I have been getting weary of the amount of time Jake spends whining every day. Lisa saw Jake whining, collapsing on the floor, and he even threw a toy once before he burst into tears. She watched as I talked with him, told him that he couldn’t throw things, give him a hug and put him back on his feet, ready to play again. She saw that the beginning of his little meltdown, which I hadn’t been able to sort out, was when he was talking and couldn’t get his point across. She was encouraging that I have been handling his behavior the right way and that as soon as Jake is better able to communicate, the whining will go away. Which made me breathe a sigh of relief since I was about to go buy some earplugs.

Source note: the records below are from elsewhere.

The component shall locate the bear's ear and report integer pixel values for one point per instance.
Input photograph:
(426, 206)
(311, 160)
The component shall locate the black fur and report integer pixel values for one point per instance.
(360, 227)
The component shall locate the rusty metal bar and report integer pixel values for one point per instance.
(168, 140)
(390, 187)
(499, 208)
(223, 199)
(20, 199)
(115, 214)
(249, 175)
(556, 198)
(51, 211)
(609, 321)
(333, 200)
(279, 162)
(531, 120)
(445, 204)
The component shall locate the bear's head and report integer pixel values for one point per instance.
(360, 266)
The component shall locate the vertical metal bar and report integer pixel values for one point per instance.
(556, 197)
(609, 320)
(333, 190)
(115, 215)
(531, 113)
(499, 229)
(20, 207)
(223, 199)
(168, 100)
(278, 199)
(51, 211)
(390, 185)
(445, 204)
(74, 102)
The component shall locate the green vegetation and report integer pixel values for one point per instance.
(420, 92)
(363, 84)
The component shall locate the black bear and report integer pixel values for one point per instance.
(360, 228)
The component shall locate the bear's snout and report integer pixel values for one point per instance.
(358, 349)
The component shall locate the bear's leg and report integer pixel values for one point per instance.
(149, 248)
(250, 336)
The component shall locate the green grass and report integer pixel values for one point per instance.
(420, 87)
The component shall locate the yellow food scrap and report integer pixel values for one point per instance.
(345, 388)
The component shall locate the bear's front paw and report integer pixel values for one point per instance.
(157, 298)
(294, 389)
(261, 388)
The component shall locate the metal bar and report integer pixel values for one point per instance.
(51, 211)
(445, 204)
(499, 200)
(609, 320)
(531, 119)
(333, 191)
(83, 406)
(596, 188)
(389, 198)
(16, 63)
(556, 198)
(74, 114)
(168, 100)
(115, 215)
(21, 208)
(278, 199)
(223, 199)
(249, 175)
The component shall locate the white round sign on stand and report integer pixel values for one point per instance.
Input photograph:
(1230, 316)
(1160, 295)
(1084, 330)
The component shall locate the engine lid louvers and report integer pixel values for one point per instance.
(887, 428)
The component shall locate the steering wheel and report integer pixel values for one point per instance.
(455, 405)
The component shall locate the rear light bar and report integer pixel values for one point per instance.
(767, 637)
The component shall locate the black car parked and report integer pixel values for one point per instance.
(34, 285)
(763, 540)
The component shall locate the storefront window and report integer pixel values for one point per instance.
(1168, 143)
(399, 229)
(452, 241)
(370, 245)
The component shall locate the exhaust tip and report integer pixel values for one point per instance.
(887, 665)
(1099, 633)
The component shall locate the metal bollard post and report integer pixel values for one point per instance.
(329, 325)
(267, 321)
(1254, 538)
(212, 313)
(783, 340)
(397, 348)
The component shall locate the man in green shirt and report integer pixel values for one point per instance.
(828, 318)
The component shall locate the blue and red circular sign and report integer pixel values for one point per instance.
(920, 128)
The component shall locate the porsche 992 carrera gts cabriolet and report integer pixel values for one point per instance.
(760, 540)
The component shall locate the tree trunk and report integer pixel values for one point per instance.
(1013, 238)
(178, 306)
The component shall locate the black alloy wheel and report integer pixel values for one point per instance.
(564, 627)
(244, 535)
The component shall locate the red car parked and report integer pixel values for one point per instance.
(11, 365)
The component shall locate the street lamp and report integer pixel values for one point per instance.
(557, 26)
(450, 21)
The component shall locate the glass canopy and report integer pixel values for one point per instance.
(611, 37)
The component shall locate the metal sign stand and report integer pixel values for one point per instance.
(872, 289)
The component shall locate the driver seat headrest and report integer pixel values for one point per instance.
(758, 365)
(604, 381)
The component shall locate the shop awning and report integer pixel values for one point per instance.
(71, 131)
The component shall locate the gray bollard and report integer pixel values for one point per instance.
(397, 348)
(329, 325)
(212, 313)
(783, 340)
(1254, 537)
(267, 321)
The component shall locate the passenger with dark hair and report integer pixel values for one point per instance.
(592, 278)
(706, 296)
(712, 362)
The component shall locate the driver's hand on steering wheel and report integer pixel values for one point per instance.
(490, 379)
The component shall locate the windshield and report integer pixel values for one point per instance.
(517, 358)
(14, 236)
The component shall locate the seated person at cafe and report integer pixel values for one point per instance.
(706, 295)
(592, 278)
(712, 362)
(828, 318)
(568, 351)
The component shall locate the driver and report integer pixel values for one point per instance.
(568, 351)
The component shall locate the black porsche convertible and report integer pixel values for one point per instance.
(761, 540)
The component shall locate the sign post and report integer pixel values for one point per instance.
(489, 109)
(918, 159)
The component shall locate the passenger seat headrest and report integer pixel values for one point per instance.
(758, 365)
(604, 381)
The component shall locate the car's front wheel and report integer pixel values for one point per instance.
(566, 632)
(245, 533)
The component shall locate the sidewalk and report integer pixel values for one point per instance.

Another thing that Lisa saw is that Jake’s sign language is starting to fade. He only signs about 25 percent of the time now, using his speech more and more to try to communicate. I knew that he wasn’t signing as much, but didn’t realize quite how significant a signpost that is, since he’s now able to communicate a little more clearly.
Jake’s speech is still pretty hit and miss, though, and I’ve been tempted to compile and Jake-English Translation Guide. Here are a few examples of possible entries.
Yes, please: Speeee
All done: Allner
I love you: Ahloo
Since most of his two-syllable or two-word phrases come out as one word, we are going to be working to separate out his speech. Lisa helped me with a few ways to do that. One way is to speak very slowly, clearly stopping after each word or syllable. Another way is to clap my hands for every word or syllable. We’ve been working on that a lot and Jake is already starting to clap while he talks. Whenever I see it, it’s always a “You are so cute!” moment.
We are also going to do concentrated work on his alphabet, which Jake thinks is really fun. Whenever we’re driving or doing yardwork together, you can hear us working our way through our A, B, C’s. He does really well and can even get some of the sounds that aren’t typical for his age.
Lisa taught me a few games to play with Jake and was encouraging that Jake should progress quickly. She is going to do both speech and feeding therapy, since she is trained in both and, unlike the school district, does see a need for both types of therapy. I am happy that she can help me with all of Jake’s issues, not just the speech.
Lisa is one of those people who is going to be a constant source of encouragement, kindness, laughter (she’s got a fantastic sense of humor), and a wealth of knowledge. Most importantly, she is giving me the tools I need to help Jake, and when the day is done, I’ll be able to sleep better, knowing that I’ve done everything I can to help my little boy on his way.